Saint-Roch d’hier…


Au commencement… jusqu’au milieu du XVIIème siècle, c’était la campagne. Celle du Paillon. Avec ses cultures d’orangers, d’oliviers et de vigne, ses pâturages, ses fermes et leurs moulins à huile. Une merveilleuse campagne des alentours niçois.

Et puis, soudain, nous sommes en 1631 : c’est la peste ! Une épidémie qui fait des ravages… Des habitants affolés qui invoque Saint Roch pour arrêter ce fléau et font vœu de lui édifier une église. Elle verra le jour en 1660. Avec elle, la population double, triple. Une nouvelle église est construite entre 1788 et 1790. Après la Révolution Française, lors du Consulat, sous Pie VII, l’église St Roch est érigée en paroisse.

Le quartier Saint-Roch est né.

Si le quartier reste à dominante campagnarde jusqu’au début du XIXème siècle, son urbanisation commence après le rattachement de Nice à la France en 1860. C’est d’abord la création de la gare du chemin de fer avec autour, ses hangars, ateliers et multiples ruelles. Et puis, s’installent l’usine métallurgique PETTENARO, la serrurerie MASETTI, la carrosserie MICHEL, les huileries VITERBO, le grossiste en vin GIAMBAGLI, les boissons gazeuses PARUSSO…

C’est dans ce passage d’un monde paysan finissant à un monde industriel commençant, que naît le sentiment d’appartenance à un véritable quartier en devenir. Nous sommes dans un fief niçois. Aussi bien autour du bar de la Machine qu’autour de l’auberge de la Tranquilité.

Car peu à peu, dès 1900, le quartier perd ses campagnes et une population ouvrière vient s’y installer.

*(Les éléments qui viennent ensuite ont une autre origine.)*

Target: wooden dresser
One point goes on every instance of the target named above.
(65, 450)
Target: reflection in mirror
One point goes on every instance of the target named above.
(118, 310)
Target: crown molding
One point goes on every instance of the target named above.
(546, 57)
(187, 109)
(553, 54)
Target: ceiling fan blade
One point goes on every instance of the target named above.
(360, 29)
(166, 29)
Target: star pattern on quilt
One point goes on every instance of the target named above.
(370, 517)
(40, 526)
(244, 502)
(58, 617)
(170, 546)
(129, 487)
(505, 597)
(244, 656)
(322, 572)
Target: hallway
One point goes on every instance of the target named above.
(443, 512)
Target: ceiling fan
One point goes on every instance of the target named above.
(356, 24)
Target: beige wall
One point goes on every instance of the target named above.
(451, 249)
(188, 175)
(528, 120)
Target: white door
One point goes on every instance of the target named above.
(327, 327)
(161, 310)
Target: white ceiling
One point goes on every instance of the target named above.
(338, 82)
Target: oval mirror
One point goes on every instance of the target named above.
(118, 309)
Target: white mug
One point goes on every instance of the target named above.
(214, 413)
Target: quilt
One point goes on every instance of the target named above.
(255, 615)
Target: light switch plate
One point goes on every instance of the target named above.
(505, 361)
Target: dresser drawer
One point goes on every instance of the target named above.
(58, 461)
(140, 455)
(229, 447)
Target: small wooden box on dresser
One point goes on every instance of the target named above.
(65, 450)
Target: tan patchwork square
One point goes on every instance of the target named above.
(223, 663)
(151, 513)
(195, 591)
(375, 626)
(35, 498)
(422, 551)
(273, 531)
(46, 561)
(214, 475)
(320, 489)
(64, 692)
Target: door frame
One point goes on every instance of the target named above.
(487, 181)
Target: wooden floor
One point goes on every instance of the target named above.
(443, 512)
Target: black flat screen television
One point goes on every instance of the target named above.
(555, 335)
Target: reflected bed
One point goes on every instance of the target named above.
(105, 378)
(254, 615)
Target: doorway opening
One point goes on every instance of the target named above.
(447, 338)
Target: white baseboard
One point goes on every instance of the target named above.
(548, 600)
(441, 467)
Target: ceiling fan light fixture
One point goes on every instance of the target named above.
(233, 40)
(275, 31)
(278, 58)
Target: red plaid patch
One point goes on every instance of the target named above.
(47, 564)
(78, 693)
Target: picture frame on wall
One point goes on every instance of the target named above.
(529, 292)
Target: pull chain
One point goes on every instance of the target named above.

Avec ses traminots et ses employés de la manufacture de tabacs, ses dockers et ses conducteurs de tramways, ses revendications ouvrières et syndicales.

Et c’est la guerre. Celle de 14-18. Celle de 39-45. Entre les deux, les casernes se multiplient dans tout l’est de Nice : infanterie, artillerie, chasseurs alpins. Et les morts aussi. Pendant la seconde guerre mondiale, Saint-Roch va payer un lourd tribut : 384 tués, 480 blessés, 5600 sinistrés et 438 immeubles détruits.

Après la guerre, au milieu des années 50, que reste-t-il de ce coin de Nice ?

Un véritable état d’esprit ! Mélange d’une tradition campagnarde et d’une appartenance ouvrière. Une communauté d’âme. La fibre d’être « de Saint-Roch ». La fierté de « son village autour de l’église ».